23 Gen 2017 / 12:01

Traslochi e addii. Il 2017 degli chef con le prime sorprese dell’anno: da Gorini a Ribaldone, da Gritti a Rambaldi

Si respira aria di novità nel panorama della ristorazione italiana che conta, con qualche colpo di scena e progetti ambiziosi per il futuro. Gorini dice addio a Le Giare, Giuseppe Rambaldi al Combal.0 di Scabin. E Ribaldone lascia I Due Buoi. Ma ci sono anche i nuovi progetti di Fanella, Sabatelli e Gritti. Ricapitoliamo.

Andrea Ribaldone

Si respira aria di novità nel panorama della ristorazione italiana che conta, con qualche colpo di scena e progetti ambiziosi per il futuro. Gorini dice addio a Le Giare, Giuseppe Rambaldi al Combal.0 di Scabin. E Ribaldone lascia I Due Buoi. Ma ci sono anche i nuovi progetti di Fanella, Sabatelli e Gritti. Ricapitoliamo.

Gorini ci prova da solo

Se sono tante le novità in vista per il 2017 gastronomico dell’Italia (e di Roma, in particolare, abbiamo fatto il punto qui), i movimenti che si susseguono nel mondo dell’alta ristorazione in questo inizio d’anno invitano alla prudenza (chi sarà il prossimo?) e suscitano al contempo grande curiosità. Sì, perché non sono pochi i colpi di scena annunciati nelle ultime settimane. Riassumiamo i più significativi. A cominciare dalla fine del sodalizio tra il giovane Gianluca Gorini e il patron de Le Giare Claudio Amadori: la fine di un percorso all’unisono che si è protratto per quattro anni accendendo i riflettori sull’insegna di Montiano, nella campagna romagnola, è stata anticipata da Identità Golose, che in realtà ha registrato un dato acclarato, dal momento che l’esperienza di Gorini si era conclusa già all’inizio di gennaio, senza fare clamore. E infatti per Le Giare ora si profila un periodo di riposo prima di intraprendere nuovamente il cammino nel mondo della ristorazione che conta, facendo affidamento sulla lungimiranza di patron Amadori e sulla qualità della cucina. D’altro canto, per Gianluca Gorini si preannunciano “nuove esperienze e nuovi progetti”: “Vorrei avvicinarmi maggiormente al territorio e al prodotto” ha confermato a Identità.

 

Ribaldone lascia I Due Buoi, Rambaldi la cucina di Scabin

Come lui, in Piemonte, c’è un altro chef che dice addio alla sua cucina: Andrea Ribaldone lascia I Due buoi, il ristorante di Alessandria che proprio lui aveva ideato nel 2014 appoggiandosi alla società Red, da cui negli ultimi giorni ha annunciato la separazione (e lo segue tutto il suo staff, compreso il socio Salvatore Iandolino).
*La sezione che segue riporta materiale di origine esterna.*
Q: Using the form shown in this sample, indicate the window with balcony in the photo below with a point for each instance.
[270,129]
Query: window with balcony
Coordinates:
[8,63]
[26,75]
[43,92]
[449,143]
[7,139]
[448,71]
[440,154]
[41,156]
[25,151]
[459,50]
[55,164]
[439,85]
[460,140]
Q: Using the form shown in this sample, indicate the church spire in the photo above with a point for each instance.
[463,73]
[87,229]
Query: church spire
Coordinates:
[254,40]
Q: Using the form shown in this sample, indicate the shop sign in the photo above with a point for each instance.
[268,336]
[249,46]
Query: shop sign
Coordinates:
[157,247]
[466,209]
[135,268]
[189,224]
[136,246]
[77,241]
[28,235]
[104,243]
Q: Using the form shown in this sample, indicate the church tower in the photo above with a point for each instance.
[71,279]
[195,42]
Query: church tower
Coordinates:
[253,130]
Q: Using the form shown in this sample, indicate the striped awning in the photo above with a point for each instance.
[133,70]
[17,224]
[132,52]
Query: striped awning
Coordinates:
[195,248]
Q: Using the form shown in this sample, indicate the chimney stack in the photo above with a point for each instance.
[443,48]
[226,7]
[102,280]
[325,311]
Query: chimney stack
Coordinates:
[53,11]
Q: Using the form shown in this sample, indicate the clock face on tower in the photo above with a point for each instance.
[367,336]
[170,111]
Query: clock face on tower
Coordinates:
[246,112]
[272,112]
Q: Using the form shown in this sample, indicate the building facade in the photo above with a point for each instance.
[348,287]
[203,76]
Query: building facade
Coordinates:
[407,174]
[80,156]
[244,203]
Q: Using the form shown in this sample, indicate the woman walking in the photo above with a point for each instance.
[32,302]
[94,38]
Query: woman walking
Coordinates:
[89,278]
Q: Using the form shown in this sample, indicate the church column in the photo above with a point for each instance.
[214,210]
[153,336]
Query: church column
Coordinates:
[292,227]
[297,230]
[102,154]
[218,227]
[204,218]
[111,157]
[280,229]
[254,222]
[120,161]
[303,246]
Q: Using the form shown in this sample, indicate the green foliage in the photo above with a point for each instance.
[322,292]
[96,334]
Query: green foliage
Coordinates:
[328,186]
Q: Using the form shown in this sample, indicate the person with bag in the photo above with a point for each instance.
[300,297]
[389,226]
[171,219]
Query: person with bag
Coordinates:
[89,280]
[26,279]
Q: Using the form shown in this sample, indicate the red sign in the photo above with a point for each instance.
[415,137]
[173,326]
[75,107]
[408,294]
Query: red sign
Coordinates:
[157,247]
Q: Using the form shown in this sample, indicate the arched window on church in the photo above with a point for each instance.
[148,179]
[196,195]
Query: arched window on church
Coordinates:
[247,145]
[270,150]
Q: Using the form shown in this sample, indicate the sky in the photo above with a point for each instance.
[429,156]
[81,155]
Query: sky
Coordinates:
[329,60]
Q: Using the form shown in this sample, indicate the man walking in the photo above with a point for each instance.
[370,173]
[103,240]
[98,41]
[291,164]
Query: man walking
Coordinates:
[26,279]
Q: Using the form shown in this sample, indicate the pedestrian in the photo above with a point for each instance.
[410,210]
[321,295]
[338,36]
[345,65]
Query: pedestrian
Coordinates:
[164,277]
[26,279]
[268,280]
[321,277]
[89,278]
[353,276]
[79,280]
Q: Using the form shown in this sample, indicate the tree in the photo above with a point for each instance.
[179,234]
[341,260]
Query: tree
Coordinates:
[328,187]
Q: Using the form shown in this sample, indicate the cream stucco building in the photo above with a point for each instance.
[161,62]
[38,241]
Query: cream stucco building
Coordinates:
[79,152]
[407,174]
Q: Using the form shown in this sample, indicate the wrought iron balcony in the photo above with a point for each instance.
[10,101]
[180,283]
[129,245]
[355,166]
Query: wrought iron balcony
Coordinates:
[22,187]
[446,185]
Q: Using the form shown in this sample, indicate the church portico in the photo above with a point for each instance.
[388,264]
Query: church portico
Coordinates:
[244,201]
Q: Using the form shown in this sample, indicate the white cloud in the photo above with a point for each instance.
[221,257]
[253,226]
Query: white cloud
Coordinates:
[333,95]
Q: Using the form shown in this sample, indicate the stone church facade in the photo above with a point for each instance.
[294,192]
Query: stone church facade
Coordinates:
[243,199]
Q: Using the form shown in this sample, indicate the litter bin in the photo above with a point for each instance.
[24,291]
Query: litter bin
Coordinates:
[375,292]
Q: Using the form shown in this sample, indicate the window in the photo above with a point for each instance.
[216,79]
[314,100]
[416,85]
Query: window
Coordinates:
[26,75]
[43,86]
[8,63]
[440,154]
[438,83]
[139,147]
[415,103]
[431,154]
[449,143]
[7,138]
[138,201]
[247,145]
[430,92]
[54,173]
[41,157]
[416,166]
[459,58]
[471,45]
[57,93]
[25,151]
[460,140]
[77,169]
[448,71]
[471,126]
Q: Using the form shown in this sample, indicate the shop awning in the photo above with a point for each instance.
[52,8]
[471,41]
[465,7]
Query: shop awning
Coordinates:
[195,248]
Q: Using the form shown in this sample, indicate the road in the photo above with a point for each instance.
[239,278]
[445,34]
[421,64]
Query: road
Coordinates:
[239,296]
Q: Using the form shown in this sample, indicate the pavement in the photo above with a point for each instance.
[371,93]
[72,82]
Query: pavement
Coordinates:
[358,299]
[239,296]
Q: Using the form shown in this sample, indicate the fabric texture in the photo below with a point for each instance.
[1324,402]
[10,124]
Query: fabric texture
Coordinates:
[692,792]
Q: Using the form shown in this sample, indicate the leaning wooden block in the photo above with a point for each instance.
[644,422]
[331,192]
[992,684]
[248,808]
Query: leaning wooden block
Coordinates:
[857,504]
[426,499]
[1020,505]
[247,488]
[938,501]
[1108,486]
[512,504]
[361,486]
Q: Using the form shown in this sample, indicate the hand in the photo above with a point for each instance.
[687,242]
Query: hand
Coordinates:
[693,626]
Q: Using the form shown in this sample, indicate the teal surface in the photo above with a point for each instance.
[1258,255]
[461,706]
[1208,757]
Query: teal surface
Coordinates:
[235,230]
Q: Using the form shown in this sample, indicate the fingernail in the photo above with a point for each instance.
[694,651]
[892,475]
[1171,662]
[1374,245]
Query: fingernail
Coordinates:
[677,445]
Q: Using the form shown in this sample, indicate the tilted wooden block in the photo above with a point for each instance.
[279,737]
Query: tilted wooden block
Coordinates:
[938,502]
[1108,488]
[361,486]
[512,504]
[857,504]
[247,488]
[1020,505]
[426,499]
Nel frattempo, nel 2015, era arrivata la prima stella Michelin, che fino a oggi ha illuminato il percorso dell’insegna ospitata all’interno dello storico hotel Alli Due Buoi Rossi, nella cittadina piemontese. Ora per il ristorante si delinea un futuro già tracciato: a sostituire Ribaldone arriva Jumpei Kuroda, già attivo nella stessa cucina tra il 2013 e il 2014, mentre in sala la continuità sarà assicurata dal maitre Matteo Bertolino. E Ribaldone? Per lui – che dal 2012 è anche executive chef di Eataly Tokyo - e la sua squadra di collaboratori qualcuno ipotizza un trasferimento a Milano, dove durante Expo diresse la cucina del ristorante Identità. E qualche scossa in Piemonte la provocherà anche l’annuncio di Giuseppe Rambaldiche Eleonora Cozzella ha anticipato per Repubblicaun paio di settimane fa – storico secondo di Davide Scabinal Combal.0di Rivoli. Dopo molti anni passati al fianco del maestro di Ivrea – dal 1998 fino agli ultimi giorni – il sous chef ha scelto di separarsi per intraprendere la sua strada; un pensiero ragionato, come si apprende dal ragionamento che presto lo vorrebbe alla guida di una cucina solista, a Villar Dora, in Val di Susa, nei locali di una vecchia pizzeria di paese, per valorizzare i prodotti del territorio, la cucina della tradizione piemontese e di quella emiliana (come da origini di Rambaldi), ma spingere anche sull’avanguardia che è stata pane quotidiano negli ultimi vent’anni al fianco di Scabin.

 

Ezio Gritti

Fanella, Sabatelli e Gritti. Nuove sfide a San Miniato, Putignano e Bergamo

In Toscana, invece, di poco precedente alla fine del 2016, era arrivata la notizia del “raddoppio” di Loretta Fanella, con un progetto che per la prima volta esula dalla sua specialità (la pasticceria, di cui seguiva la consulenza al Borgo San Jacopo di Firenze) e la vede impegnata anche sul fronte salato, presso il ristorante Opera di San Miniato, al Relais Sassa al Sole. Trasloco, già annunciato da tempo, anche per Angelo Sabatelli, in Puglia, che però resta ben saldo alla guida del ristorante omonimo, “limitandosi” a un ambizioso cambio di sede, da Monopoli a Putignano, dove aprirà a marzo negli spazi di Palazzo Romanazzi, proprio nel centro storico del paese.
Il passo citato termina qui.